But first she had to save Personal Touch. The cameraman was setting up the lights. She felt as if she was waiting for the dentist to give her the injection, jumpy, breathless, her heart in her throat.

She looked at Seth, who smiled bravely at her, trying to encourage her, though he was plainly nervous himself. He kept clearing his throat and fidgeting and he sat on the very edge of his chair. His hair was newly cut and his shirt had fresh-from-the-package creases in it. And he was going to defend a dating service on television. Very against his nature. He was doing this because he cared for her.

How could she believe anything she wanted this much?

The cameraman gave her the mic cord to slide down her blouse, so she did that, her fingers trembling, her heart pounding so loud she was sure the man could feel it against his fingers as he clipped the device to her collar. She was so sweaty she felt as if she’d walked through a car wash.

“You’ll be fine,” he said, stepping back.

“She’ll be great,” Seth said, sounding annoyed the guy thought she needed reassurance.

She smiled at him.

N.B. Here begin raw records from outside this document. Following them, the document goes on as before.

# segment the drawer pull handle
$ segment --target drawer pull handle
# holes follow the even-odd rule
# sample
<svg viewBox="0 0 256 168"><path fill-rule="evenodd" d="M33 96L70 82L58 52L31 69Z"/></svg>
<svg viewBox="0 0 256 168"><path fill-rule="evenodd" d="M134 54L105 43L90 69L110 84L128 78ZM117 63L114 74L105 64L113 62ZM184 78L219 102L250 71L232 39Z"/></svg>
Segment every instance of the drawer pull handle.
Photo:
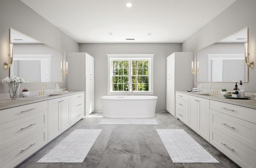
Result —
<svg viewBox="0 0 256 168"><path fill-rule="evenodd" d="M232 127L232 126L230 126L226 124L225 124L225 123L222 123L222 123L221 123L221 124L222 124L222 125L224 125L225 126L227 126L228 127L230 128L231 128L231 129L233 129L233 130L234 130L234 129L235 129L235 128L234 128L234 127Z"/></svg>
<svg viewBox="0 0 256 168"><path fill-rule="evenodd" d="M28 148L26 148L26 149L23 150L21 150L21 151L20 151L20 153L22 153L23 152L25 152L25 150L26 150L28 149L29 148L30 148L30 147L31 147L31 146L33 146L35 144L36 144L36 143L34 143L34 144L32 144L32 145L30 145L29 146L28 146Z"/></svg>
<svg viewBox="0 0 256 168"><path fill-rule="evenodd" d="M226 108L225 107L221 107L220 108L222 108L222 109L230 111L232 112L234 112L234 111L233 110L229 109L228 108Z"/></svg>
<svg viewBox="0 0 256 168"><path fill-rule="evenodd" d="M23 113L23 112L28 112L28 111L29 111L32 110L35 110L35 109L36 109L36 108L30 108L30 109L29 109L29 110L25 110L25 111L21 111L21 113Z"/></svg>
<svg viewBox="0 0 256 168"><path fill-rule="evenodd" d="M232 151L233 152L235 152L235 150L234 149L231 149L231 148L230 148L230 147L228 146L226 144L223 144L222 142L220 142L220 143L222 144L222 145L223 145L224 146L225 146L225 147L227 148L228 149L229 149L231 151Z"/></svg>
<svg viewBox="0 0 256 168"><path fill-rule="evenodd" d="M20 129L20 130L25 130L26 128L28 128L28 127L31 127L31 126L33 126L33 125L35 125L35 124L36 124L36 123L34 123L34 124L30 124L30 125L29 125L28 126L27 126L27 127L25 127L25 128L21 128L21 129Z"/></svg>

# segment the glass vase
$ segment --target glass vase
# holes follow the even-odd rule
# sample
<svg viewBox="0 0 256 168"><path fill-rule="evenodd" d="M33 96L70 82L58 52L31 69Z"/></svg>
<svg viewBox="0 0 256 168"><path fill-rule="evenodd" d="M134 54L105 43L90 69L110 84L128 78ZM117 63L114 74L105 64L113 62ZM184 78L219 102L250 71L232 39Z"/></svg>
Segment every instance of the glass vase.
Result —
<svg viewBox="0 0 256 168"><path fill-rule="evenodd" d="M15 100L19 97L20 83L7 83L8 85L9 94L12 100Z"/></svg>

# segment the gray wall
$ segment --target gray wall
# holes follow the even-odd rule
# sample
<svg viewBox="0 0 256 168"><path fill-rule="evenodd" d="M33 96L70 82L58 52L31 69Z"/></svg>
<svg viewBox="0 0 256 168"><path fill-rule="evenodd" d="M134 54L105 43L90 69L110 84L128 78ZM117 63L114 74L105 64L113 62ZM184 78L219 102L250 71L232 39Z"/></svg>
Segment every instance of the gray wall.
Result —
<svg viewBox="0 0 256 168"><path fill-rule="evenodd" d="M0 79L9 76L9 68L4 70L4 62L9 62L9 30L12 28L34 38L46 44L64 52L64 59L66 53L79 51L78 43L45 20L19 0L0 0ZM56 65L59 66L60 64ZM43 84L47 88L55 88L54 83L23 83L21 89L30 90L40 90ZM66 76L61 88L67 87ZM0 82L0 93L7 93L7 86Z"/></svg>
<svg viewBox="0 0 256 168"><path fill-rule="evenodd" d="M194 61L196 51L248 27L249 61L256 64L256 0L237 0L212 20L200 29L182 44L182 51L193 51ZM200 72L199 72L200 73ZM256 92L256 67L249 68L248 82L244 82L246 92ZM226 88L232 90L234 83L230 82L202 84L203 88L209 88L212 83L217 89ZM193 79L194 87L197 86L196 76Z"/></svg>
<svg viewBox="0 0 256 168"><path fill-rule="evenodd" d="M155 54L154 95L158 97L156 111L166 111L166 58L180 51L180 44L80 44L80 52L94 58L95 111L102 111L100 97L107 94L108 54Z"/></svg>

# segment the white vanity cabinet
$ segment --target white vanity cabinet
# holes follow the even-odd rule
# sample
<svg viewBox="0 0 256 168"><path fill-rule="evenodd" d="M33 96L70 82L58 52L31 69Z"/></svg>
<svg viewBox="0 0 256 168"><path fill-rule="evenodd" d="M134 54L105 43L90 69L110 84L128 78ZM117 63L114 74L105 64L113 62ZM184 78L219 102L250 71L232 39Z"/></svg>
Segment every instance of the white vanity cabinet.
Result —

He could be so sweet.

“All set?” The reporter—a different one from the day before—smiled his fake smile at her.

Stay relaxed, speak warmly, be honest.
That’s what Kylie had advised her. Stay relaxed? With a light so bright it hurt her eyes shining down on her, a huge camera lens zeroing in on her every flaw, a smarmy reporter primed to trip her up? But she would do it. She had to. For Personal Touch. For herself. She took a deep breath from her diaphragm, sat up straight, smiled and said, “Ready when you are.”

The interview went like lightning and her practice paid off. One by one, she neutralized the loaded questions and delivered her message: The Personal Touch system works and no one tries harder to find love matches than Jane Falls. By the end, the reporter seemed almost annoyed. She hoped it was because she hadn’t given him anything to exploit. Kylie shot her a secret thumbs-up.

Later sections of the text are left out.